NUR 24 ZEILEN (23. Folge)

Eine wahre Geschichte über den Krieg, die Liebe und den langen Weg zurück nach Afrika
Claudia Reiter
Geschichte, südliches Afrika, II. Weltkrieg, Internierung, Kurt Falk, Erika von Wietersheim, Gefangenenlager, „nur 24 Zeilen“

Was ist das Geheimnis einer großen Liebe? Wie übersteht sie Trennung und Entfernung? Was bedeutet Heimat und wo ist sie, wenn der Krieg eine Heimkehr unmöglich macht? Eine fesselnde Erzählung die einen neuen Blick auf die Geschichte der Deutschen in Afrika wirft und die zeigt, wie eng verflochten die Fäden sind, die die Kriegsgeneration noch immer mit der heutigen verbinden. Erika von Wietersheim erzählt die Geschichte ihrer Eltern Hildegard und Kurt Falk.
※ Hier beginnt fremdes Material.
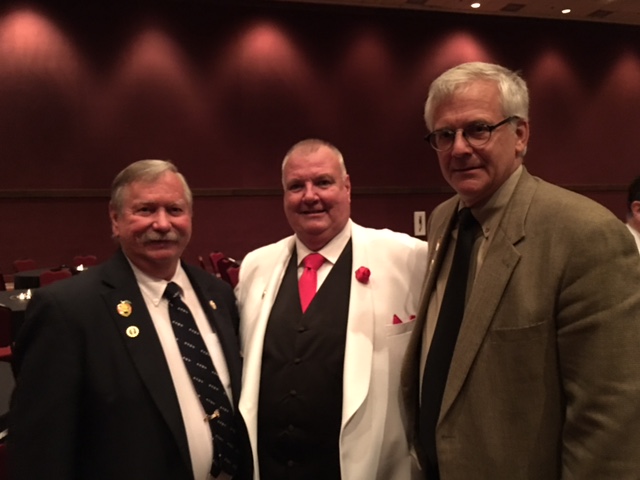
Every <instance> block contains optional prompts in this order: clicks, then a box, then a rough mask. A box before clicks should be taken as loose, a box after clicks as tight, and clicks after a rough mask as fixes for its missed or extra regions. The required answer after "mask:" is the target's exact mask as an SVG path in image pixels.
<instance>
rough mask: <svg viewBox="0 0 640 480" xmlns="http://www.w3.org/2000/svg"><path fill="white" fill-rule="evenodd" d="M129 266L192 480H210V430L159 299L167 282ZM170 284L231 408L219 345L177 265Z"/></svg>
mask: <svg viewBox="0 0 640 480" xmlns="http://www.w3.org/2000/svg"><path fill="white" fill-rule="evenodd" d="M129 263H130V264H131V268H133V273H134V274H135V277H136V280H137V282H138V286H139V287H140V291H141V292H142V296H143V298H144V301H145V303H146V305H147V310H148V311H149V315H150V316H151V320H152V321H153V325H154V327H155V329H156V333H157V334H158V338H159V339H160V344H161V346H162V350H163V352H164V355H165V358H166V359H167V364H168V365H169V371H170V373H171V379H172V380H173V385H174V387H175V391H176V395H177V397H178V403H179V404H180V411H181V412H182V420H183V422H184V427H185V431H186V433H187V441H188V443H189V453H190V455H191V463H192V466H193V473H194V480H210V479H211V478H212V477H211V475H210V474H209V472H210V470H211V463H212V460H213V440H212V438H211V429H210V428H209V423H208V422H205V421H204V420H203V419H204V416H205V412H204V409H203V407H202V404H201V403H200V399H199V398H198V395H197V393H196V390H195V387H194V386H193V383H192V381H191V377H190V376H189V372H188V371H187V368H186V366H185V365H184V361H183V360H182V355H181V354H180V349H179V347H178V344H177V342H176V337H175V334H174V333H173V328H172V327H171V320H170V319H169V309H168V301H167V300H166V299H165V298H164V297H163V293H164V291H165V289H166V287H167V284H168V283H169V282H167V281H166V280H162V279H156V278H152V277H150V276H148V275H146V274H144V273H143V272H142V271H141V270H140V269H138V268H136V266H135V265H133V264H132V263H131V262H129ZM171 281H172V282H175V283H176V284H178V286H179V287H180V288H181V289H182V301H183V302H184V303H185V304H186V305H187V306H188V307H189V310H191V313H192V314H193V317H194V319H195V322H196V325H197V326H198V330H200V335H201V336H202V339H203V340H204V343H205V345H206V347H207V350H208V351H209V355H210V356H211V359H212V361H213V365H214V366H215V368H216V371H217V372H218V376H219V377H220V381H221V382H222V385H223V386H224V388H225V390H226V392H227V395H228V396H229V399H230V403H231V404H232V405H233V400H232V396H231V380H230V377H229V370H228V368H227V363H226V361H225V358H224V354H223V352H222V347H221V345H220V341H219V339H218V336H217V335H216V333H215V332H214V331H213V329H212V328H211V324H210V323H209V321H208V320H207V317H206V315H205V313H204V311H203V309H202V305H201V304H200V302H199V300H198V297H197V296H196V293H195V292H194V290H193V287H192V286H191V282H190V281H189V278H188V277H187V274H186V273H185V271H184V270H183V269H182V266H181V265H178V269H177V271H176V273H175V275H174V276H173V278H172V279H171ZM225 478H228V477H226V476H219V477H218V479H217V480H222V479H225Z"/></svg>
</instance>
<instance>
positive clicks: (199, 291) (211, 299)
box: [182, 263, 242, 405]
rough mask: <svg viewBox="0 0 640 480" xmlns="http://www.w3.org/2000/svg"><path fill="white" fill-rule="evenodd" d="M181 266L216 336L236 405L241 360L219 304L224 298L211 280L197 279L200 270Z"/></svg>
mask: <svg viewBox="0 0 640 480" xmlns="http://www.w3.org/2000/svg"><path fill="white" fill-rule="evenodd" d="M182 268H183V269H184V271H185V272H186V273H187V276H188V277H189V281H190V282H191V286H192V287H193V290H194V291H195V293H196V296H197V297H198V300H199V301H200V305H201V306H202V310H203V311H204V313H205V315H206V316H207V319H208V320H209V323H210V324H211V326H212V328H213V331H214V332H215V333H216V335H217V337H218V341H219V342H220V346H221V347H222V352H223V353H224V358H225V362H226V364H227V370H228V371H229V377H230V379H231V391H232V393H233V401H234V405H237V404H238V399H239V398H240V384H241V381H242V362H241V360H240V356H239V354H238V337H237V334H236V332H235V331H234V326H233V320H232V319H231V318H229V316H228V315H227V313H228V312H227V310H226V308H225V309H222V308H221V306H222V305H224V304H225V303H224V302H225V299H224V297H223V296H222V295H221V292H220V291H219V290H217V289H216V288H215V283H214V281H213V280H211V281H206V282H201V281H199V280H198V275H197V274H200V273H202V272H201V271H199V270H198V269H197V268H194V267H191V266H190V265H187V264H185V263H183V264H182ZM206 275H208V274H206Z"/></svg>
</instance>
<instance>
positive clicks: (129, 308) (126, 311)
mask: <svg viewBox="0 0 640 480" xmlns="http://www.w3.org/2000/svg"><path fill="white" fill-rule="evenodd" d="M116 310H117V312H118V313H119V314H120V315H122V316H123V317H128V316H129V315H131V312H133V307H132V306H131V302H130V301H129V300H122V301H120V303H119V304H118V306H117V307H116Z"/></svg>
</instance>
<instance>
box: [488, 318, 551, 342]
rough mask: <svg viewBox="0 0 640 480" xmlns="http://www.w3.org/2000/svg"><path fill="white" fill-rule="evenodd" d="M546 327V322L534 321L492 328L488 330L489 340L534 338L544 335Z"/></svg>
mask: <svg viewBox="0 0 640 480" xmlns="http://www.w3.org/2000/svg"><path fill="white" fill-rule="evenodd" d="M548 328H549V325H548V322H539V323H534V324H533V325H526V326H524V327H514V328H494V329H492V330H490V331H489V341H490V342H491V343H495V342H522V341H528V340H534V339H536V338H540V337H544V336H546V335H547V331H548Z"/></svg>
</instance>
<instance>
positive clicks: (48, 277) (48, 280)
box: [40, 269, 71, 287]
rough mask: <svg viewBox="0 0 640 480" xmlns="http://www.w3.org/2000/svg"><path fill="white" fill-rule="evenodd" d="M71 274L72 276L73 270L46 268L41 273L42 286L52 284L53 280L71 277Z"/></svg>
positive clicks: (49, 284)
mask: <svg viewBox="0 0 640 480" xmlns="http://www.w3.org/2000/svg"><path fill="white" fill-rule="evenodd" d="M70 276H71V272H70V271H69V270H66V269H60V270H45V271H44V272H42V273H41V274H40V286H41V287H45V286H47V285H50V284H52V283H53V282H57V281H59V280H64V279H65V278H69V277H70Z"/></svg>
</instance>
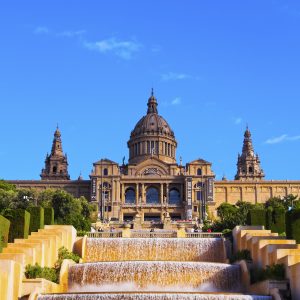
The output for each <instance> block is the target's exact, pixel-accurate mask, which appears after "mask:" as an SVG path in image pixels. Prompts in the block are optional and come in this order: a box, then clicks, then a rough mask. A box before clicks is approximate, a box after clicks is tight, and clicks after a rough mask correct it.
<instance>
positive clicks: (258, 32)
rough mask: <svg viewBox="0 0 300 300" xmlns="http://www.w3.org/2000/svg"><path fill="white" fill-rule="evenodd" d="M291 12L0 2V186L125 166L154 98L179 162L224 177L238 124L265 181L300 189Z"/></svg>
mask: <svg viewBox="0 0 300 300" xmlns="http://www.w3.org/2000/svg"><path fill="white" fill-rule="evenodd" d="M299 32H300V2H299V1H280V0H278V1H275V0H274V1H261V0H258V1H255V0H253V1H230V0H228V1H223V0H220V1H198V0H194V1H175V0H172V1H167V0H166V1H153V0H152V1H75V0H72V1H57V0H51V1H50V0H44V1H32V0H27V1H1V3H0V36H1V43H0V54H1V55H0V101H1V102H0V103H1V106H0V107H1V118H0V126H1V129H2V134H1V147H0V178H5V179H38V178H39V174H40V171H41V169H42V168H43V165H44V158H45V155H46V153H47V152H50V150H51V143H52V138H53V133H54V130H55V127H56V124H57V123H58V124H59V127H60V129H61V132H62V138H63V148H64V151H65V152H67V154H68V159H69V172H70V174H71V178H73V179H76V178H77V177H78V175H79V173H80V171H81V172H82V174H83V176H84V178H86V179H87V178H88V174H89V173H90V170H91V168H92V163H93V162H95V161H97V160H98V159H100V158H101V157H107V158H110V159H112V160H115V161H117V162H120V163H121V161H122V157H123V156H126V159H127V158H128V150H127V144H126V143H127V141H128V139H129V135H130V131H131V130H132V129H133V127H134V125H135V123H136V122H137V121H138V120H139V119H140V117H141V116H142V115H143V114H145V112H146V102H147V99H148V97H149V95H150V90H151V87H152V86H153V87H154V91H155V95H156V97H157V99H158V102H159V106H158V109H159V113H160V114H161V115H162V116H164V118H165V119H166V120H167V121H168V122H169V124H170V125H171V127H172V129H173V130H174V132H175V135H176V138H177V141H178V151H177V158H178V160H179V157H180V156H182V158H183V162H184V163H186V162H188V161H191V160H194V159H196V158H199V157H201V158H204V159H206V160H209V161H211V162H212V163H213V170H214V171H215V173H216V176H217V178H218V179H219V178H221V177H222V175H223V174H225V175H226V176H227V177H228V178H233V177H234V174H235V172H236V160H237V153H238V152H240V151H241V148H242V141H243V132H244V130H245V127H246V124H247V123H248V124H249V128H250V130H251V132H252V135H253V142H254V147H255V151H256V152H258V154H259V155H260V158H261V163H262V167H263V169H264V171H265V173H266V178H267V179H300V174H299V169H300V158H299V152H300V151H299V150H300V125H299V123H300V122H299V119H300V118H299V108H300V104H299V100H300V55H299V53H300V36H299Z"/></svg>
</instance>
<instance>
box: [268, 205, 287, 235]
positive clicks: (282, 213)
mask: <svg viewBox="0 0 300 300" xmlns="http://www.w3.org/2000/svg"><path fill="white" fill-rule="evenodd" d="M267 229H270V230H271V231H272V232H277V233H283V232H285V209H284V208H274V209H272V208H269V209H267Z"/></svg>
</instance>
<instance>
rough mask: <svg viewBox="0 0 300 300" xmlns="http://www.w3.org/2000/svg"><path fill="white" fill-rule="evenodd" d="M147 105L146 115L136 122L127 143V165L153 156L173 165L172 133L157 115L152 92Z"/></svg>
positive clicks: (162, 119) (174, 137)
mask: <svg viewBox="0 0 300 300" xmlns="http://www.w3.org/2000/svg"><path fill="white" fill-rule="evenodd" d="M147 105H148V110H147V114H146V115H145V116H143V117H142V118H141V119H140V120H139V121H138V122H137V124H136V125H135V127H134V129H133V130H132V132H131V135H130V140H129V141H128V148H129V163H138V162H140V161H142V160H144V159H147V158H149V157H153V156H155V157H157V158H159V159H161V160H163V161H165V162H167V163H175V162H176V158H175V157H176V147H177V142H176V140H175V136H174V132H173V130H172V129H171V127H170V126H169V124H168V123H167V121H166V120H165V119H164V118H163V117H162V116H160V115H159V114H158V111H157V106H158V104H157V100H156V98H155V97H154V94H153V90H152V93H151V96H150V98H149V100H148V104H147Z"/></svg>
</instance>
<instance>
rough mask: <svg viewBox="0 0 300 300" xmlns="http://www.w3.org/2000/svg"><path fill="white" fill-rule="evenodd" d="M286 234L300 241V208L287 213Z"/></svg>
mask: <svg viewBox="0 0 300 300" xmlns="http://www.w3.org/2000/svg"><path fill="white" fill-rule="evenodd" d="M286 236H287V238H289V239H294V240H296V241H297V243H298V244H299V243H300V209H299V208H298V209H293V210H290V211H288V212H287V213H286Z"/></svg>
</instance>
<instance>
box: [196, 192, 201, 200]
mask: <svg viewBox="0 0 300 300" xmlns="http://www.w3.org/2000/svg"><path fill="white" fill-rule="evenodd" d="M197 200H198V201H201V200H202V192H201V191H197Z"/></svg>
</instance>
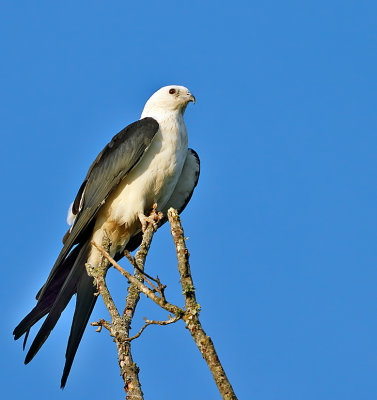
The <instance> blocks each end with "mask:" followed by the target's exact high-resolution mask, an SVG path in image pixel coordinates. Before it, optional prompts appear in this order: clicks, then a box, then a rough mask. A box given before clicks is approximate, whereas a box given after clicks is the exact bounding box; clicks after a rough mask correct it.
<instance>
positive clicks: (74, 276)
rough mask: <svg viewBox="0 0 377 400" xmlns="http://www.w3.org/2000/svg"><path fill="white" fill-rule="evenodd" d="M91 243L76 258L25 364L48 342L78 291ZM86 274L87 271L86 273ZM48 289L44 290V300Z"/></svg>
mask: <svg viewBox="0 0 377 400" xmlns="http://www.w3.org/2000/svg"><path fill="white" fill-rule="evenodd" d="M89 247H90V246H89V241H88V242H86V243H85V244H84V245H83V246H82V248H81V249H80V250H79V253H78V255H77V257H76V260H75V262H74V264H73V266H72V268H71V271H70V272H69V274H68V276H67V278H66V279H65V281H64V284H63V285H62V287H61V289H60V291H59V294H58V295H57V297H56V299H55V301H54V303H53V305H52V307H51V309H50V310H49V314H48V316H47V318H46V319H45V321H44V323H43V324H42V326H41V328H40V330H39V332H38V333H37V335H36V337H35V339H34V341H33V343H32V344H31V346H30V349H29V351H28V353H27V355H26V358H25V364H27V363H29V362H30V361H31V360H32V359H33V357H34V356H35V355H36V354H37V352H38V351H39V349H40V348H41V346H42V345H43V343H44V342H45V341H46V339H47V338H48V336H49V335H50V332H51V331H52V329H53V328H54V326H55V325H56V323H57V321H58V319H59V318H60V315H61V313H62V312H63V310H64V309H65V308H66V306H67V304H68V303H69V301H70V300H71V298H72V296H73V295H74V293H75V292H76V290H77V284H78V282H79V280H80V278H81V276H82V274H83V271H85V262H86V260H87V256H88V250H89ZM85 273H86V271H85ZM46 291H47V289H45V290H44V292H42V293H43V298H44V295H45V293H46Z"/></svg>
HÖLLENSCHIFF DUNERA (Kapitel 8, Teil 4/5)

„Die Situation an Bord wurde immer unerträglicher“, schreibt Kurt. „Wir kamen weiterhin nur ein oder zwei Mal am Tag an die frische Luft. Die unteren Räume waren stickig und warm. Die sanitären Bedingungen ließen immer mehr zu wünschen übrig. Wasser wurde knapp. Wir begannen, unser Äußeres zu vernachlässigen. Auch wurde es immer heißer. Wir näherten uns dem Äquator.

Ein besonderes Problem verursachte die Wäsche unserer spärlichen Kleidung. Wenn es uns gelungen war, ein Kleidungsstück zu waschen, mußten wir es in der Sonne festhalten, bis es trocken war, denn ließ man es auch nur einen kurzen Augenblick unbeobachtet liegen, war es verschwunden. Zudem waren unsere Sachen durch das Waschen mit Salzwasser zerschlissen und zerfleddert.“

Dreimal legt die Dunera an der afrikanischen Westküste zum Auffüllen der Treibstoff- und Lebensmittelvorräte an: das erste Mal, am 24. Juli, im Hafen von Freetown in Sierra Leone, wo Kurt und seine Kameraden vor neun Monaten nach der Beschlagnahme der Uhenfels eine Woche lang in der „Eingeborenenschule“ im Regenwald interniert waren. Der zweite Zwischenstopp, am 27. Juli, ist in Takoradi, im heutigen Ghana, damals noch als Goldküste bekannt. Der erste längere Halt wird im südafrikanischen Kapstadt gemacht. Sie kommen am 8. August dort an. Es ist auf den Tag genau elf Monate her, dass Kurt Südafrika verlassen hat und Richtung Mosambik geflüchtet ist. Durch das kleine Bullauge sieht er den majestätischen Tafelberg und einen Teil des Löwenkopf-Massivs. An der gleichen Stelle, von der aus er der Internierung zu entkommen versucht hat, steht er nun im Bauch eines Schiffs als Internierter hinter Stacheldraht, hungrig und in zerfetzter Kleidung.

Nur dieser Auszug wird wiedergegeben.